In covering these Naval Visits, the range of nationality arising from these vessels can also be broad in terms of the variety of ships docking in our ports.

The list of naval ship types is long and they perform many tasks. These naval ships can include coastal patrol vessels, mine-sweepers, mine-hunters, frigates, destroyers, amphibious dock-landing vessels, helicopter-carriers, submarine support ships and the rarer sighting of submarines.

When Naval Visits are made, it is those that are open to the public to come on board, provide an excellent opportunity to demonstrate up close and personal, what these look like and what they can do and a chance to discuss with the crew.

It can make even more interesting for visitors when a flotilla arrives, particularly comprising an international fleet, adding to the sense of curiosity and adding a greater mix to the type of vessels boarded.

All of this makes Naval Visits a fascinating and intriguing insight into the role of navies from abroad, as they spend time in our ports, mostly for a weekend-long call, having completed exercises at sea.

These naval exercises can involve joint co-operation between other naval fleets off Ireland, in the approaches of the Atlantic, and way offshore of the coasts of western European countries.

In certain circumstances, Naval Visits involve vessels which are making repositioning voyages over long distances between continents, having completed a tour of duty in zones of conflict.

Joint naval fleet exercises bring an increased integration of navies within Europe and beyond.

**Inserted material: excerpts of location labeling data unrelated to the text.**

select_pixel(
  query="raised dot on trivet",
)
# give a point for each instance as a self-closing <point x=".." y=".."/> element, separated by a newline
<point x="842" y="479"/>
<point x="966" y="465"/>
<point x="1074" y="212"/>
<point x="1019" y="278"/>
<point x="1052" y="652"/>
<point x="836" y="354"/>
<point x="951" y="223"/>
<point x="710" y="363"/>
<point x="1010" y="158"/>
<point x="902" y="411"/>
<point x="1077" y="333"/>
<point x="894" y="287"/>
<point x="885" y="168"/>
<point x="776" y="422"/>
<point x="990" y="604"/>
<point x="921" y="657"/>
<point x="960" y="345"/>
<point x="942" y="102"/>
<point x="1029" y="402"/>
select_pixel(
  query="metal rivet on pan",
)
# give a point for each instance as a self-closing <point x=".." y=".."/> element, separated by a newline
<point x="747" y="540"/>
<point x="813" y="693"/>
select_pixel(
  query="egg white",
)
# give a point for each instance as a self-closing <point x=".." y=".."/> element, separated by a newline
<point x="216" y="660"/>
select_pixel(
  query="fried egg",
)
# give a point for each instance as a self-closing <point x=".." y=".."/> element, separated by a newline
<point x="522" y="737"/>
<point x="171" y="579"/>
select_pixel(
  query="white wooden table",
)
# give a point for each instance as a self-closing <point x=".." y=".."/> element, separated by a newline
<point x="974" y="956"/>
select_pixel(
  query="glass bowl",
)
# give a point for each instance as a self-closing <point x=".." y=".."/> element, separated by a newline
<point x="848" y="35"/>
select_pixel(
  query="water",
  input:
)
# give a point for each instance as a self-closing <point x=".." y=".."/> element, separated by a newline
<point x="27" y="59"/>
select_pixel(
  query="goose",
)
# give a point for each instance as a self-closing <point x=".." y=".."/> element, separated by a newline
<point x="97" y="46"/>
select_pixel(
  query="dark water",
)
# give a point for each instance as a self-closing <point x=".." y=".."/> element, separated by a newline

These exercises improve greater co-operation at EU level but also internationally, not just on a political front, but these exercises enable shared training skills in carrying out naval skills and also knowledge.

Naval Visits are also reciprocal, in that the Irish Naval Service, has over the decades, visited major gatherings overseas, while also carrying out specific operations on many fronts.

Ireland can, therefore, be represented through these ships that also act as floating ambassadorial platforms, supporting our national interests.

These interests are not exclusively political in terms of foreign policy, through humanitarian commitments, but are also to assist existing trade and tourism links and also develop further.